Abstract

The extreme sensitivity of the developing rat brain to tumor induction by N-ethyl-N-nitrosourea (ENU) has been ascribed to the relatively inefficient repair of the presumed promutagenic lesion O6-ethylguanine from brain DNA. We have compared the brain of the newborn rat with liver, kidney and lung with respect to the repair of other types of DNA lesions that ENU induces, namely single strand breaks and alkali-labile lesions. The induction and repair or loss of these lesions has been analysed by alkaline sucrose gradient sedimentation using both mild as well as strong alkaline hydrolysis conditions. We found that ENU induces few lesions in the DNA of various organs that are detectable as breaks after mild alkaline hydrolysis. 24 h after ENU treatment such lesions are no longer detectable in brain DNA, while they are detectable in the DNA from other organs up to 10 days after ENU treatment. The number of ENU-induced lesions, detectable as breaks after strong alkaline hydrolysis, is far larger. These lesions were persistent in kidney DNA, disappeared slowly from liver DNA (t(1/2) = about 10 days), and more rapidly from brain and lung DNA (t(1/2) = 2-3 days).
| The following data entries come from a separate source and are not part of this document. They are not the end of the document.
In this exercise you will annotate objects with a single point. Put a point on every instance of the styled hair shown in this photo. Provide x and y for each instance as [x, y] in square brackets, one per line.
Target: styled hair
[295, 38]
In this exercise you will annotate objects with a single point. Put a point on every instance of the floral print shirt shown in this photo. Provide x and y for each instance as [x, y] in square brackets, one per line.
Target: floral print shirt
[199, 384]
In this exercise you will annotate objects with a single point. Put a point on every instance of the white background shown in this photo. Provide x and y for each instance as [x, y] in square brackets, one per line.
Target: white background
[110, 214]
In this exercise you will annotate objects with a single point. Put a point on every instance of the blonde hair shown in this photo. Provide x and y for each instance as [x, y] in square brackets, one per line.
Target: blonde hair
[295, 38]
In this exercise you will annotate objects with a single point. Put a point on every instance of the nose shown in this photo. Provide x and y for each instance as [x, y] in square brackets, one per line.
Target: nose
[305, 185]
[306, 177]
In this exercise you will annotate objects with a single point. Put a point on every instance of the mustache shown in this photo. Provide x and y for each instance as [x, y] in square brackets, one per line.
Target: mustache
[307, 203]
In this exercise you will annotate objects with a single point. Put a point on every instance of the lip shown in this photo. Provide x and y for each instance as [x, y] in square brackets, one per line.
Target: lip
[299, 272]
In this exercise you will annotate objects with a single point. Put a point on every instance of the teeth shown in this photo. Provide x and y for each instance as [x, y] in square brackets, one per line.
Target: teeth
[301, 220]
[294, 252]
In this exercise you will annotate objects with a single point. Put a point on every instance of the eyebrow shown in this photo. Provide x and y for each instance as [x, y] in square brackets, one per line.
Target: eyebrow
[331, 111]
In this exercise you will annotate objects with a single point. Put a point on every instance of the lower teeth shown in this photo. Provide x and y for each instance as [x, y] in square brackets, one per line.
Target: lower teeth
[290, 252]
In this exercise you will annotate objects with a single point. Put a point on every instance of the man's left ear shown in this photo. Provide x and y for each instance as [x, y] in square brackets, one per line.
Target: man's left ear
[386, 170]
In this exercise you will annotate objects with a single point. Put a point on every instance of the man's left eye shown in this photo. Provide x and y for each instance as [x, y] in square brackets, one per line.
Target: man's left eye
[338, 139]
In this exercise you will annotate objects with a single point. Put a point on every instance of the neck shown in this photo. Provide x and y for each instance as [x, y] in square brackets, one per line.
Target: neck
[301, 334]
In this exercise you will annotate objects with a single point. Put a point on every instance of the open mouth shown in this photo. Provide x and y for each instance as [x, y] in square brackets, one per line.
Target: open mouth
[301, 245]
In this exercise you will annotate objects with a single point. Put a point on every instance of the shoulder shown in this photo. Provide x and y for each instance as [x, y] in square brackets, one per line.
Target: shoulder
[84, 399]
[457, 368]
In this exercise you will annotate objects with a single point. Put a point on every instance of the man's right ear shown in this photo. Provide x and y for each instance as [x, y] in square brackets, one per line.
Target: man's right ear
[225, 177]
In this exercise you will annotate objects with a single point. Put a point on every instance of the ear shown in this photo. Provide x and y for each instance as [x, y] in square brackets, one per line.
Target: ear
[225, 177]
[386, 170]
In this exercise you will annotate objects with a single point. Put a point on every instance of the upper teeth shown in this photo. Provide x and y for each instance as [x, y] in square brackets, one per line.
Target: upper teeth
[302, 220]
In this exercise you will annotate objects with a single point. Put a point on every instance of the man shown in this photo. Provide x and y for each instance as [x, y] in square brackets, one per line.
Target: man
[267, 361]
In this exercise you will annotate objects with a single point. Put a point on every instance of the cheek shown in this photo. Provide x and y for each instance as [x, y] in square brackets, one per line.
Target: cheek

The latter result seems to be in contradiction with various reports that a large fraction of the ENU-induced alkali-labile lesions are stable in vivo. This difference between our results and those of others might be due to a difference between proliferating and non-proliferating cells. Whether the alkali-labile lesions are removed from brain and lung DNA by a specific repair mechanism or by other causes remains to be investigated.